PURWOKERTO – Universitas Jenderal Soedirman (Unsoed) menjadi tuan rumah penyelenggaraan Konvensi Nasional Ke-XVI Asosiasi Ilmu Hubungan Internasional Indonesia (AIHII) tahun 2025. Forum ilmiah bergengsi ini digelar pada 27–30 Oktober 2025 di Hotel Aston Purwokerto, Banyumas, Jawa Tengah.
Dengan mengusung tema “Dari Lokal ke Global: Merumuskan Kembali Kepentingan Lokal dan Tanggung Jawab Global Indonesia dalam Dunia Kontemporer”, konvensi ini mempertemukan 206 peserta dari 64 perguruan tinggi di seluruh Indonesia — mulai dari akademisi, peneliti, praktisi, hingga mahasiswa Hubungan Internasional.
Pembukaan konvensi berlangsung meriah dengan sentuhan budaya Banyumas — mulai dari calung, lengger, hingga barongsai — yang menyemarakkan suasana dan memperkenalkan kekayaan budaya lokal kepada para peserta dari berbagai daerah.
Selain menjadi forum strategis kebijakan luar negeri, konvensi ini juga menjadi ajang promosi potensi daerah dan penguatan peran perguruan tinggi daerah dalam percaturan pemikiran global.

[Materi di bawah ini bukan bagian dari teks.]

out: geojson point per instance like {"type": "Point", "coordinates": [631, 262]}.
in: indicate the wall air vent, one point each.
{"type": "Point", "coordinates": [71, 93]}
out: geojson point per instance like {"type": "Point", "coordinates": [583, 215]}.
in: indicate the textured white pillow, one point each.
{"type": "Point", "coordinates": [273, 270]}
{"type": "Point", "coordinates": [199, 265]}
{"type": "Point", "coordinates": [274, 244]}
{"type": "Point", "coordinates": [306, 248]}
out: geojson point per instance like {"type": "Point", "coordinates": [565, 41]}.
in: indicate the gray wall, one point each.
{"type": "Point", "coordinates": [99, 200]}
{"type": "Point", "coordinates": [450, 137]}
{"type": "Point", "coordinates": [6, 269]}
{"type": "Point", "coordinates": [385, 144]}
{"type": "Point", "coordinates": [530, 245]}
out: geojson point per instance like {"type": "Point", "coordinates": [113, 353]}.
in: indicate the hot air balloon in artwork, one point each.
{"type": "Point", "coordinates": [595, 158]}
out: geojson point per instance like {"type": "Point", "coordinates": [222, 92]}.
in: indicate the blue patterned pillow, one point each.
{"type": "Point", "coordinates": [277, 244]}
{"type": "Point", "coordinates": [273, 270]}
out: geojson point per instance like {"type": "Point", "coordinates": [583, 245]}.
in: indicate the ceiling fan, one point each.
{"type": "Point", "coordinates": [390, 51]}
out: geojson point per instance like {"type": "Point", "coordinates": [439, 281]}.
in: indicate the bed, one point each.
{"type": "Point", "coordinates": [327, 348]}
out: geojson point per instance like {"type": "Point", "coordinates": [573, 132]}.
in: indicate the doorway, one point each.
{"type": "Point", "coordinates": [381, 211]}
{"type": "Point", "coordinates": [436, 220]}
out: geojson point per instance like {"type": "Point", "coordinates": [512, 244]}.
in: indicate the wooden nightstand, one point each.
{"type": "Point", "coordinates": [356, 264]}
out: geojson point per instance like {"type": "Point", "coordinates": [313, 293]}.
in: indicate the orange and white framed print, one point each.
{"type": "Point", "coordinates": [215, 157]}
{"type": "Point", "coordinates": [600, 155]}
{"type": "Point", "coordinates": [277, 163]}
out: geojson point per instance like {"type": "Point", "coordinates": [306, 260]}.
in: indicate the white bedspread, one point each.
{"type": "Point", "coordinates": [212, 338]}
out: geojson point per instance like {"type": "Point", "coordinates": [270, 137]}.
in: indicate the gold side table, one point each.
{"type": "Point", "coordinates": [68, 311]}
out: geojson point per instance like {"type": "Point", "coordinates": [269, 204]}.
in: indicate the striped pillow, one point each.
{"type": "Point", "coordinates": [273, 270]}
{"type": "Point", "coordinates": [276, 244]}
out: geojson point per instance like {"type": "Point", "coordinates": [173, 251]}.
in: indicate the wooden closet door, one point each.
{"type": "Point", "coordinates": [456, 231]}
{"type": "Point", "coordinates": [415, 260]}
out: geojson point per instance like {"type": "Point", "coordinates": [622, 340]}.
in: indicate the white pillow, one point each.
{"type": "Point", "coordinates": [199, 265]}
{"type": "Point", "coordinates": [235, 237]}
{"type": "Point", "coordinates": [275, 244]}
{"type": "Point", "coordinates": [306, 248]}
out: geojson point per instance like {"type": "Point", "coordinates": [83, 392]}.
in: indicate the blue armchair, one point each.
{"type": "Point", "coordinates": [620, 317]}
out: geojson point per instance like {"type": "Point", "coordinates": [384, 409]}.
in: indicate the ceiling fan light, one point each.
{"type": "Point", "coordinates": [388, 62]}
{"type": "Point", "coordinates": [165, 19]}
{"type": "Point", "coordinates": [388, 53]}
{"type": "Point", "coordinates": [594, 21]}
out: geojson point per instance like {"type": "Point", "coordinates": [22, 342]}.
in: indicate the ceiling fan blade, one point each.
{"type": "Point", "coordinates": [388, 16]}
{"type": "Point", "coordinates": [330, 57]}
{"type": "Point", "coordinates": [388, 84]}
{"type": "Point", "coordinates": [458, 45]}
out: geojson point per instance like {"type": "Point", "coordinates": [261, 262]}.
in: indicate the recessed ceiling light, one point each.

Konvensi Nasional AIHII merupakan agenda tahunan yang membahas isu-isu global, memperkuat jejaring akademik, serta memberikan rekomendasi bagi arah politik luar negeri Indonesia yang lebih inklusif, adaptif, dan berbasis kajian ilmiah.

Forum Strategis Bahas Kepentingan Nasional
Rektor Unsoed, Prof. Dr. Ir. Akhmad Sodiq, M.Sc.Agr, menyampaikan apresiasi atas kepercayaan AIHII yang menunjuk Unsoed sebagai tuan rumah. Ia menilai forum ini sangat strategis dalam memperbarui wawasan sekaligus memperkuat jejaring akademik di bidang hubungan internasional.
“Forum ini penting untuk memperbarui pemahaman terhadap dinamika hubungan luar negeri yang berkembang sangat cepat. Apalagi dalam kepemimpinan Pak Prabowo, kebijakan luar negeri Indonesia menjadi semakin dinamis,” ujar Prof. Akhmad saat konferensi pers, Senin (28/10/2025).
Menurutnya, kegiatan ini tidak hanya menjadi ajang akademik, tetapi juga wadah memperkuat silaturahmi antaruniversitas dan memperkokoh organisasi AIHII.
“Selain sebagai ajang ilmiah, kegiatan ini memperkuat organisasi AIHII dan mempererat jejaring antaruniversitas,” tambahnya.
Akademisi Dorong Diplomasi Berbasis Kajian Ilmiah
Ketua Dewan Pakar AIHII, Widya Setiabudi, menekankan pentingnya forum ini sebagai wadah rekomendasi kebijakan luar negeri berbasis riset akademik.
“Kebijakan luar negeri tidak cukup berdasarkan intuisi atau praktik, tetapi harus didukung referensi akademik yang kuat. Akademisi Hubungan Internasional memiliki peran besar dalam melengkapi mozaik pengambilan keputusan politik luar negeri,” jelas Widya.
Ia menegaskan, prinsip politik luar negeri bebas aktif yang diwariskan para pendiri bangsa masih relevan, namun perlu diterjemahkan ulang sesuai konteks global masa kini.
“Founding fathers kita sudah tepat merumuskan kebijakan bebas aktif. Namun implementasinya harus disesuaikan dengan dinamika geopolitik global,” tambahnya.
Dari sisi pemerintah, Yosep T. Tutu dari Badan Kebijakan Politik Luar Negeri Kementerian Luar Negeri, menyoroti posisi Indonesia sebagai middle power di tengah persaingan kekuatan besar dunia.
“Kekuatan Indonesia ada pada diplomasi. Pemerintah harus pandai memainkan posisi agar mendapat keuntungan optimal di antara kepentingan global,” ujarnya.